HDFS Demistified: How to Manually Assemble an HDFS File When Hadoop is Down

In this blog I’ll explain how to manually assemble a file stored in HDFS using 1) meta data on namenode and 2) blocks on datanode. The process does not require the hadoop system to be up and running. It’s an interesting exercise to gain some knowledge about the internal mechanisms of Hadoop, and such knowledge can be handy when it comes to data recovery.

(1) Fetch the fsimage.

Below is a tree view of what are stored in the namenode directory.

$ cd HADOOP_NAMENODE_DIR
$ tree .
.
|-- current
|   |-- VERSION
|   |-- edits_0000000000005342851-0000000000005440884
|   |-- edits_0000000000006347975-0000000000006347976
... ...
|   |-- edits_0000000000006347977-0000000000006347986
|   |-- edits_inprogress_0000000000006347987
|   |-- fsimage_0000000000006347976
|   |-- fsimage_0000000000006347976.md5
|   |-- fsimage_0000000000006347986
|   |-- fsimage_0000000000006347986.md5
|   `-- seen_txid
`-- in_use.lock

1 directory, 50 files

We are interested in the fsimage file with the largest postfix number. Copy it out as “fsimage”. If our file in the HDFS is recently uploaded or modified, then its full metadata might not be present in the fsimage. Some of the data could still be in one of the edits_ files. We won’t be able to fully assemble the most recent version of the file. One way to force Hadoop to produce a new checkpoint is to restart Hadoop.
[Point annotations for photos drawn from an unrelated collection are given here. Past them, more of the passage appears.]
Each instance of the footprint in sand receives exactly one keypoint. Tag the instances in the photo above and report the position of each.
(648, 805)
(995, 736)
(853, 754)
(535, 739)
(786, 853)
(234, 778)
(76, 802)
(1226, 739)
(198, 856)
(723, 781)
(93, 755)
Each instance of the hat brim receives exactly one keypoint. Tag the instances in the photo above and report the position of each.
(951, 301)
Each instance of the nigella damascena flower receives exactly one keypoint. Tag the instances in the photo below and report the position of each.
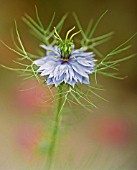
(70, 70)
Edit logs are merged into a new fsimage upon restart.

Before proceeding to the next step, it is useful to examine the content of the VERSION file.

$ cat VERSION
#Wed Oct 01 01:25:37 CST 2014
namespaceID=1453566641
clusterID=CID-a5f06877-24b3-4892-9dcf-05fccf827889
cTime=0
storageType=NAME_NODE
blockpoolID=BP-908018994-10.10.2.27-1412043710870
layoutVersion=-56

We’ll need the blockpoolID information.

(2) Examine the content of fsimage.

Use the following command to dump the content of fsimage to an XML file.
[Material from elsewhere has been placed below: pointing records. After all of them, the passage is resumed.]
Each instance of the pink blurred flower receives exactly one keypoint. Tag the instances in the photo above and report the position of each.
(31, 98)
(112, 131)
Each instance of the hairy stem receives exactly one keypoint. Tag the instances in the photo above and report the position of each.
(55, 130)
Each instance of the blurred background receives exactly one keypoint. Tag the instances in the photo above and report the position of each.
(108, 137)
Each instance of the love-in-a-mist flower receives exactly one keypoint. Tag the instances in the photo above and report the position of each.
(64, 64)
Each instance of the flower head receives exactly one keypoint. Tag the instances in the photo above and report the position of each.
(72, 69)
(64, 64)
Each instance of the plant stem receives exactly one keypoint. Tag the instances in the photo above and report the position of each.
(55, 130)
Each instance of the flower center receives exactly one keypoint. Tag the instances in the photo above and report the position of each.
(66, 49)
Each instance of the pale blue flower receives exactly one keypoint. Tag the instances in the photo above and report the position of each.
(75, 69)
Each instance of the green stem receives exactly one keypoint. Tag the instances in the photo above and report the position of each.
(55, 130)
$ hdfs oiv -i fsimage -o fsimage.xml -p XML

Let’s say we are interested in recovering the file “/user/home/playtime_20140915.txt”. We can find the following relavant information in the fsimage dump.
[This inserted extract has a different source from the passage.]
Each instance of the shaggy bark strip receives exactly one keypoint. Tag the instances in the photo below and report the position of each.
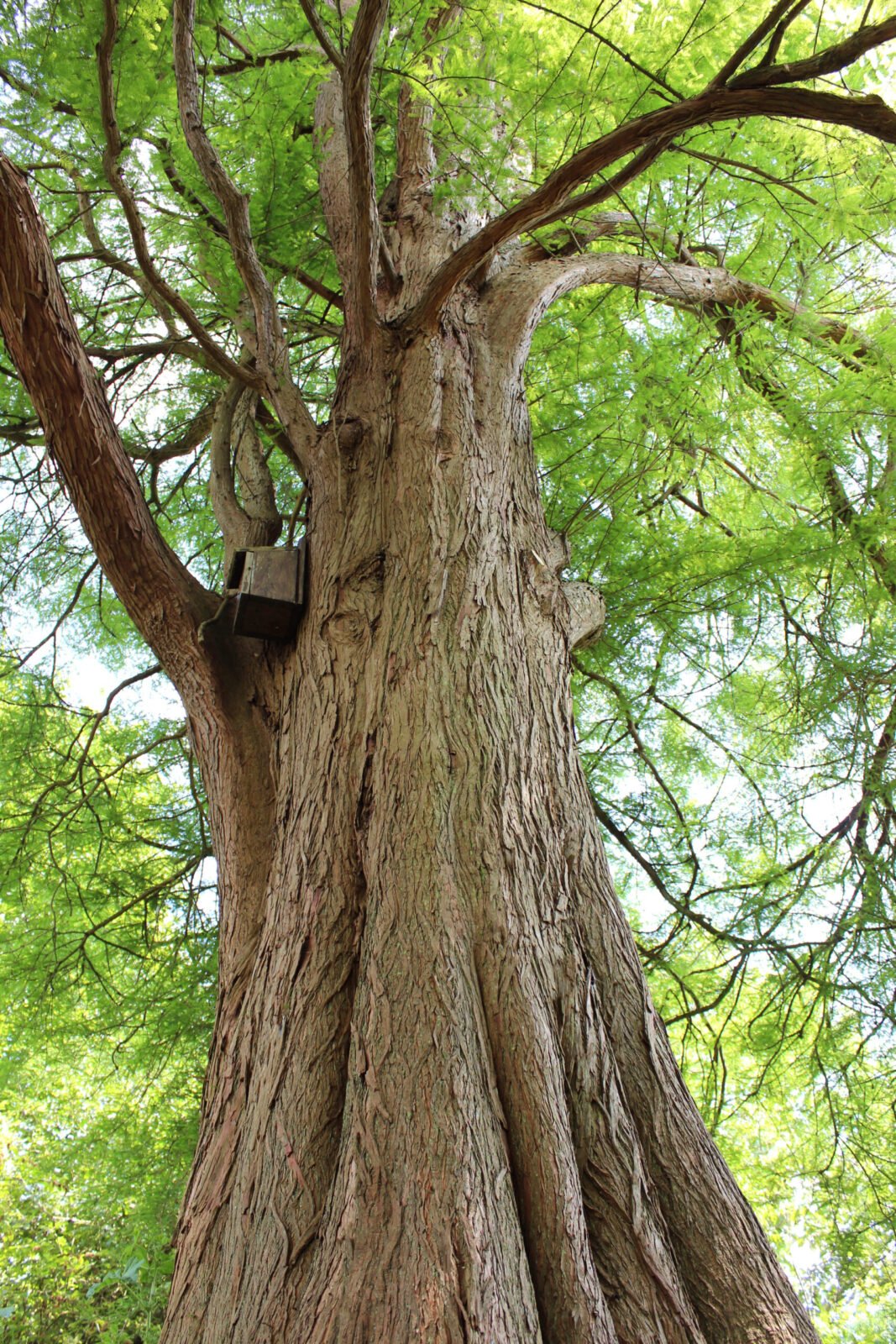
(439, 1105)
<inode><id>16392</id><type>FILE</type><name>playtime_20140915.txt</name><replication>2</replication><mtime>1412052903661</mtime><atime>1418937665301</atime><perferredBlockSize>134217728</perferredBlockSize><permission>wdong:supergroup:rw-r--r--</permission><blocks><block><id>1073741825</id><genstamp>1001</genstamp><numBytes>134217728</numBytes></block>
<block><id>1073741826</id><genstamp>1002</genstamp><numBytes>134217728</numBytes></block>
<block><id>1073741827</id><genstamp>1003</genstamp><numBytes>49999484</numBytes></block>
</blocks>
</inode>

We can extract the list of block IDs by either eyeballing or programming.

1073741825
1073741826
1073741827

We can also add up the number of bytes (318434940). If Hadoop is up, we can verify if the file size is correct.

(3). Gather the blocks.

Hadoop does not maintain a on-disk file or database mapping block IDs to nodes. This is actually a nice stateless design. We’ll need to manually enumerate each node to find the blocks we need. Here’s a sample layout of Hadoop data directory.

$ tree .
.
|-- current
|   |-- BP-908018994-10.10.2.27-1412043710870
|   |   |-- current
|   |   |   |-- VERSION
|   |   |   |-- dfsUsed
|   |   |   |-- finalized
|   |   |   |   |-- blk_1073743127
|   |   |   |   |   |-- blk_1073834270_93446.meta
|   |   |   |       |-- blk_1073752388_11564.meta
|   |   |   |       |-- blk_1073801146
......
|   |   |   |       `-- blk_1073801146_60322.meta
|   |   |   `-- rbw
|   |   |       |-- blk_1074397675
|   |   |       |-- blk_1074397675_656923.meta
|   |   |       |-- blk_1074397684
|   |   |       `-- blk_1074397684_656932.meta
|   |   |-- dncp_block_verification.log.curr
|   |   |-- dncp_block_verification.log.prev
|   |   `-- tmp
|   `-- VERSION
`-- in_use.lock

390 directories, 16252 files

Here we see the blockpoolId we noted before as a directory name. Blocks are simply named as blk_ID in one of the sub directories.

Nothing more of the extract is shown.